A Nationwide Retirement Institute survey published early this year found that women’s retirement confidence has dropped because of the COVID-19 pandemic, as 18% reported feeling on the wrong track for retirement and the same percentage expected to retire later than they originally planned.
When the Bank of America survey asked what women’s top financial regrets were, 44% said not saving and investing earlier. Women also said they would have invested more of their money (26%), educated themselves more about money (23%), taken less credit card debt (21%), chosen a career with higher pay (19%), lived within their means (18%) and taken better care of their health (14%).
The study also found that while women are less confident than men in investing long-term, women ages 22 to 39 are “more comfortable having financial conversations than older counterparts ages 65 and older, including talking with financial advisers (73% vs. 64%),” although 55% of women respondents reported never working with an adviser.
The survey did find that women experience near equal influence on financial decisions such as paying bills—68% of women and 67% of men.
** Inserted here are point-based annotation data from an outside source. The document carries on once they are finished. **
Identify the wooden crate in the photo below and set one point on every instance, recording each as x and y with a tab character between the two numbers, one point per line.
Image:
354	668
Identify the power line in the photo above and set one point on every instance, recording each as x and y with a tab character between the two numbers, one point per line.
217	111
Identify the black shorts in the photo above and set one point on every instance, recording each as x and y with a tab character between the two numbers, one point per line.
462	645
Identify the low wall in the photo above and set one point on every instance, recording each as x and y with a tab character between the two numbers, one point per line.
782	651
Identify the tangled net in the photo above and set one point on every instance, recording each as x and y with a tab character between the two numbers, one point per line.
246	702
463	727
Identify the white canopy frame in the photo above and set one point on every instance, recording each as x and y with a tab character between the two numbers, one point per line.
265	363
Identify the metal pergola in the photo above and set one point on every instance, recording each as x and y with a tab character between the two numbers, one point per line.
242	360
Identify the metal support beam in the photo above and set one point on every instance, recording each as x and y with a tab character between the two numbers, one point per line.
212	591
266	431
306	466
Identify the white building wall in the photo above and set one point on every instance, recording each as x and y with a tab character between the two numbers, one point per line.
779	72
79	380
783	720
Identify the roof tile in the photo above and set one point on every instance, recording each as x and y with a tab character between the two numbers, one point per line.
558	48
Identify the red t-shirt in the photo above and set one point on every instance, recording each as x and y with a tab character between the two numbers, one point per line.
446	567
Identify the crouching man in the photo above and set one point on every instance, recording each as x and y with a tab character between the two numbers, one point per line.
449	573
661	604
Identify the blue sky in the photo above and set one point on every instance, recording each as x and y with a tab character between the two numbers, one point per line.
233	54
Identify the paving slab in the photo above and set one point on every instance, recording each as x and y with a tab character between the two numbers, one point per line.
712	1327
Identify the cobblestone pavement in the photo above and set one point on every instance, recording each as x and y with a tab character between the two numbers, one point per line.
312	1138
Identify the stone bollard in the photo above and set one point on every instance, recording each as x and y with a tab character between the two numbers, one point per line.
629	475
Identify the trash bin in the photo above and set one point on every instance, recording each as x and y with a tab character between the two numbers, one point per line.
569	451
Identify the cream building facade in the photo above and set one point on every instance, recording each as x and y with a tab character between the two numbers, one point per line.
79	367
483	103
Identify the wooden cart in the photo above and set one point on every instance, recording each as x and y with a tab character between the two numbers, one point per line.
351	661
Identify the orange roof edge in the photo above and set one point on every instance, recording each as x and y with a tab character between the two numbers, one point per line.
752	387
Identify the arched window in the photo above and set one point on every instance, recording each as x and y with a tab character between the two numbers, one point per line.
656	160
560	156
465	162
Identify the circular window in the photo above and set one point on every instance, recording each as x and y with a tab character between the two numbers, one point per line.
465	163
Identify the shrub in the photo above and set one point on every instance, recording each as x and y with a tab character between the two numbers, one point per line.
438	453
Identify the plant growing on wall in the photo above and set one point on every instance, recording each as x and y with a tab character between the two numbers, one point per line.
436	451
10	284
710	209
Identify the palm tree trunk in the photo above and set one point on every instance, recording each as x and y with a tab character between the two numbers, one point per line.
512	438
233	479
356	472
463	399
In addition, 63% of each group reported having influence on determining a household budget. But less than half of women (46%) reported feeling that they have the same sway in decisions on household investments, versus 64% of men.
Among women, the top hurdles they said are holding them back from investing are insufficient savings to invest (38%); lack of knowledge (32%); and that investing is too risky (22%).
The survey data are from a nationwide Bank of America survey of people ages 22 and older. Ipsos conducted a 21-minute online survey in February 2022 among a representative sample of more than 3,500 women and more than 1,200 men, using quotas to ensure results were representative within gender by age, race, income and assets, marital status, employment status and education.